Beshear toured the Carter G. Woodson Academy in Lexington, promoting those education priorities.
But the budget Beshear proposed earlier this week hasn’t been received well by Republican legislative leaders.
In fact, both House Speaker David Osborne, R-Prospect, and Senate President Robert Stivers, R-Manchester, said they didn’t receive anything at all from the governor until his address Tuesday night, and they weren’t happy about it.
“I’d say that when you are sworn in as Governor, I was sworn in on December 10th, you have about 50 days to build an entire administration and put together a $40 billion dollar budget,” Beshear said. “And while I’m proud of what we’ve done in both areas, it left very little time at the end, because we were making budget decisions right up to the night before. So we had a limited amount of time, and I knew that legislators, especially legislative leaders, have worked on dozens of budgets. And they’ve got a lot of staff that are going to get in and analyze this. They know what they’re doing.”

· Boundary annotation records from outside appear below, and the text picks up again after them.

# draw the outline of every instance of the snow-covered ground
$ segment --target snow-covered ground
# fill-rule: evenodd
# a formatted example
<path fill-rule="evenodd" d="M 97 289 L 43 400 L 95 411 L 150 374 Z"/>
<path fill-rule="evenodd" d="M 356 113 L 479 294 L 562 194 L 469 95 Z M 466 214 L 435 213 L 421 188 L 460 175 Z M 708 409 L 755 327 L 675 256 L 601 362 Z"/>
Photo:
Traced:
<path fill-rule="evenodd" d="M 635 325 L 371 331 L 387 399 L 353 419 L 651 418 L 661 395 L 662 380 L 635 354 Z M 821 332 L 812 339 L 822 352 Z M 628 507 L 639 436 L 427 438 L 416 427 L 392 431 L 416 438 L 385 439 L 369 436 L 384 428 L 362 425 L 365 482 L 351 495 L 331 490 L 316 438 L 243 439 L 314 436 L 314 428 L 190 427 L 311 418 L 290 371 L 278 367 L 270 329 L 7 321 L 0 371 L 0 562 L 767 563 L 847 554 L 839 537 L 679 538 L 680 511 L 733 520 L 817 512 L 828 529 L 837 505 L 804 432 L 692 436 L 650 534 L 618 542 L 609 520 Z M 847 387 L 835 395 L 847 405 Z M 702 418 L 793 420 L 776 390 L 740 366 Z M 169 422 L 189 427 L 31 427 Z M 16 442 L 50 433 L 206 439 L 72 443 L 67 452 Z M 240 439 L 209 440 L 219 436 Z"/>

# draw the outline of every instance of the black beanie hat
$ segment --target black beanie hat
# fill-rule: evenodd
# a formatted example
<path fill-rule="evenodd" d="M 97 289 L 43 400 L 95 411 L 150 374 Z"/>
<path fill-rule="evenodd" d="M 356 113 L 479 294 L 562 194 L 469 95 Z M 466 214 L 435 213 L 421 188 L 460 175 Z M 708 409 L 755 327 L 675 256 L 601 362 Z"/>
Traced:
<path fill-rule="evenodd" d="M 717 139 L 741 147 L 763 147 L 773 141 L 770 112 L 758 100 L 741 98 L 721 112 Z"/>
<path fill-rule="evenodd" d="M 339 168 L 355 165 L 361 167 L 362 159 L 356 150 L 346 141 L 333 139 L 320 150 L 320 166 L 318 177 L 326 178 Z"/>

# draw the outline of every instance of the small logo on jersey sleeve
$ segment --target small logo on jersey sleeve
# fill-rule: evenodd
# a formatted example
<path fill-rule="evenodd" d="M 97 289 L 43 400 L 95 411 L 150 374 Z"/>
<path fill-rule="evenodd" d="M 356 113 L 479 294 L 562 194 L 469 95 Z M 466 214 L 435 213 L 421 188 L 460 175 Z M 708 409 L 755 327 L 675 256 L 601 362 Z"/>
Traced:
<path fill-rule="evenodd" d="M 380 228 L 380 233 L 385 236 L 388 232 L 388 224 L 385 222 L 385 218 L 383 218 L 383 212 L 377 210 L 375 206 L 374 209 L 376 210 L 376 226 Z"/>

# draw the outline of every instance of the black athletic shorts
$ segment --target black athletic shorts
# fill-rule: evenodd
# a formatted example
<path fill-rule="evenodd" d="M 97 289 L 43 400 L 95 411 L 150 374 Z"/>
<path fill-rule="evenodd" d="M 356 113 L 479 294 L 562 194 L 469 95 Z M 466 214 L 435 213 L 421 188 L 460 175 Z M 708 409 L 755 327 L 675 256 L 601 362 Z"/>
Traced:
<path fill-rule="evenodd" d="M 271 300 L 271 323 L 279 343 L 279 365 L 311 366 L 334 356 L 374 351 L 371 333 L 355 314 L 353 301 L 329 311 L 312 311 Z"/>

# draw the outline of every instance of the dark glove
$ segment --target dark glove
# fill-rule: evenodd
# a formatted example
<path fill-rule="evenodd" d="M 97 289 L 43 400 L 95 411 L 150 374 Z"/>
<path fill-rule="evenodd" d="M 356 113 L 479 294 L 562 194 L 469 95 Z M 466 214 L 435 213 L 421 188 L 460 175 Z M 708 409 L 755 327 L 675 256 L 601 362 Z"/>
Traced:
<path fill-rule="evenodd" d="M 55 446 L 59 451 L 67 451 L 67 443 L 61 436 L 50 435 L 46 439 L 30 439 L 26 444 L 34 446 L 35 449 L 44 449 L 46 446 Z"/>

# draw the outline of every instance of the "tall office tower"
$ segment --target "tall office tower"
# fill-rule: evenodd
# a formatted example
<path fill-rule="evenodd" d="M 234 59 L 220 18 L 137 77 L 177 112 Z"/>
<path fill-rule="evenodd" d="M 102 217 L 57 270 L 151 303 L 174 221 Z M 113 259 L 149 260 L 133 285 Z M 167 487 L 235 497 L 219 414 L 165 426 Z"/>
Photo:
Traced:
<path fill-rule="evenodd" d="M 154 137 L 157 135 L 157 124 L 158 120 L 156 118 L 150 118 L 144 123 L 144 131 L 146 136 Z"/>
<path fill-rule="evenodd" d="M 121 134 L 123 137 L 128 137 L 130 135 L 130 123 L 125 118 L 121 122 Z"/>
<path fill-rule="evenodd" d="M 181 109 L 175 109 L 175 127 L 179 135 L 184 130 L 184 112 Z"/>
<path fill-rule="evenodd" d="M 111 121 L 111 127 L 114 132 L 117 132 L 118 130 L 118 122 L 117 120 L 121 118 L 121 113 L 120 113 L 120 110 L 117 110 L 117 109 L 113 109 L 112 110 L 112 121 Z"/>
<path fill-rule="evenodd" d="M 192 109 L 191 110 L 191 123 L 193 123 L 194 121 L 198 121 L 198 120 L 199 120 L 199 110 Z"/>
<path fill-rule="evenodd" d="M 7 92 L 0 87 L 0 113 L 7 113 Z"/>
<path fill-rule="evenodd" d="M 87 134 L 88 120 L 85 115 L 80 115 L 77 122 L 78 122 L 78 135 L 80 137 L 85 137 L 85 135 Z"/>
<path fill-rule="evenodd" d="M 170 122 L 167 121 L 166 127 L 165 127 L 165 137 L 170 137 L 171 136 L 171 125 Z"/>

Gov. Beshear also addressed why he gave reporters a private briefing on the budget several hours before Tuesday’s address.
“Half the press has turned over in the last couple of budgets and we wanted to make sure they had the basic facts the legislative leaders already know,” Beshear said. “It wasn’t a partisan issue. We weren’t able to brief Democrats or Republicans. And now we’ve got the whole rest of the session to work on that budget with them.”
And Beshear said those talks with lawmakers have started and will continue for the next few months.
“What I can tell is no on can argue that this is not a responsible, balanced budget,” Beshear said. “We rely on less than half of the new revenue that the General Assembly approved in the last budget, and three out of four of our proposals are based on bills filed by the Republican majority members. So this budget is real, and what that means is the cuts can and should stop, and we should be able to invest back into our communities. The question isn’t whether we can afford to, the question is are we willing to. And for the sake of our next generations, we better be willing to.”
Lawmakers have until the end of the legislative session in April to figure out a spending plan.